I should have known better than to tune in to CNN this morning, where they were covering the reappearance of Jennifer Wilbanks, the missing bride from Georgia. The reporter covering the story live was speculating on the mental state of her fiancee; the marriage counselor from Seattle, Washington was holding forth on "cold feet" syndrome; the minister who was scheduled to perform the ceremony was holding a press conference; and the anchor holding it all together could barely contain her disappointment that the story was heading into its denouement.

I should have known better because after about 15 minutes of this I found myself (in an empty house) yelling at the television set in disbelief. They're cutting to reporters live? They're bringing in experts? The minister is holding a press conference? They're spending this much time on a person who got on a Greyhound bus?

And thanks to the wonders of synergy, the story's plastered all over CNN.com. You have to love the backhanded way they deflect any criticism that producers may have been hoping for a story with a bit more legs...

Her disappearance quickly drew national media attention, including talk show speculation sometimes comparing the story to that of Laci Peterson, the pregnant woman who disappeared from her Modesto, California, home on Christmas Eve, 2002.

Ahhh, talk show speculation, eh? Surprised they didn't blame it on the bloggers. Of course, even with all the live coverage, I didn't see any tape of this...
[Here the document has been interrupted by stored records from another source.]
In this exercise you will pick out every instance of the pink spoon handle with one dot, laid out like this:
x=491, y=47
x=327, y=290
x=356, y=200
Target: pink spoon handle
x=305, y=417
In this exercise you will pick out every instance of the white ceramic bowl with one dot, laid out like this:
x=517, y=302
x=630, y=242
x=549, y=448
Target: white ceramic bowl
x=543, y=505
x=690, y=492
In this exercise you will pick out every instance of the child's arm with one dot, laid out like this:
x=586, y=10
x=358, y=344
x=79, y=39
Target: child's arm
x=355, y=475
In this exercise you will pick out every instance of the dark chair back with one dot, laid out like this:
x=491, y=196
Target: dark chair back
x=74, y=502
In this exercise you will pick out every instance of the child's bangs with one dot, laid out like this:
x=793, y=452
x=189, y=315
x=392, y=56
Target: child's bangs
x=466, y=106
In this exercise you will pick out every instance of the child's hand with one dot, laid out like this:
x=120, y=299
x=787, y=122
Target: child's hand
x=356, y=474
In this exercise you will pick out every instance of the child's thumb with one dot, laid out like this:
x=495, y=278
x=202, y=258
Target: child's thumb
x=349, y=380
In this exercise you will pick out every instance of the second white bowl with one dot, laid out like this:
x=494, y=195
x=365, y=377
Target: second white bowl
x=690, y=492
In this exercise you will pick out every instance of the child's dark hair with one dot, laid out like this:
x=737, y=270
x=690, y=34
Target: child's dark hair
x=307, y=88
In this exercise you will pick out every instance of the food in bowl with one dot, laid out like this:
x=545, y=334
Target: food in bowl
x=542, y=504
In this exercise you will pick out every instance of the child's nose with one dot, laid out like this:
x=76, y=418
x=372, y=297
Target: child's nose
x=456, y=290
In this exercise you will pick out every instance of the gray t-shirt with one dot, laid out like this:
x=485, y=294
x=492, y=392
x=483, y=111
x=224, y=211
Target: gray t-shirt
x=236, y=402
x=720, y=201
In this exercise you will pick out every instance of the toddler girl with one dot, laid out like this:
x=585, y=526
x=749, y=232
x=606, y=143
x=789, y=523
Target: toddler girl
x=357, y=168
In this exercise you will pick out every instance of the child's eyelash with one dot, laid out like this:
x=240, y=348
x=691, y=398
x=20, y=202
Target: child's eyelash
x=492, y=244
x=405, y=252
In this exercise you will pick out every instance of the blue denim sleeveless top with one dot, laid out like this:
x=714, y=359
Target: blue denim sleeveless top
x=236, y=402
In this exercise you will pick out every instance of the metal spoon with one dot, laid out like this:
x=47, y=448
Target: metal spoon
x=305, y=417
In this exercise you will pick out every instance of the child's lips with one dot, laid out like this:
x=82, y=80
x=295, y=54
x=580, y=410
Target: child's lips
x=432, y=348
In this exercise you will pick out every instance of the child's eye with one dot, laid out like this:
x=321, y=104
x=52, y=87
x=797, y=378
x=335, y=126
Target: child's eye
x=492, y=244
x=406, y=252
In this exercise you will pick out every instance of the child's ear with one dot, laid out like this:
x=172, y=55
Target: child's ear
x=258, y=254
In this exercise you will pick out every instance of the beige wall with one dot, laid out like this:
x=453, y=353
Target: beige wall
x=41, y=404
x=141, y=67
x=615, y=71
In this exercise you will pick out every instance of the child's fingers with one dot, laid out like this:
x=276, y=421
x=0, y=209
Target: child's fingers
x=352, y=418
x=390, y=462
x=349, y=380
The announcement that Wilbanks had been found set off a celebration among anxious relatives and friends. The joy turned to shocked silence about six hours later, when Schultz told reporters that Wilbanks had admitted fabricating the abduction story.

Now that would have been great television.

Update: So apparently the wedding isn't off, just postponed. Which gives the morning talk shows plenty of time to put their bids in for exclusive coverage of the event; or an enterprising CPG conglomerate to turn the whole thing into an exercise in product placement.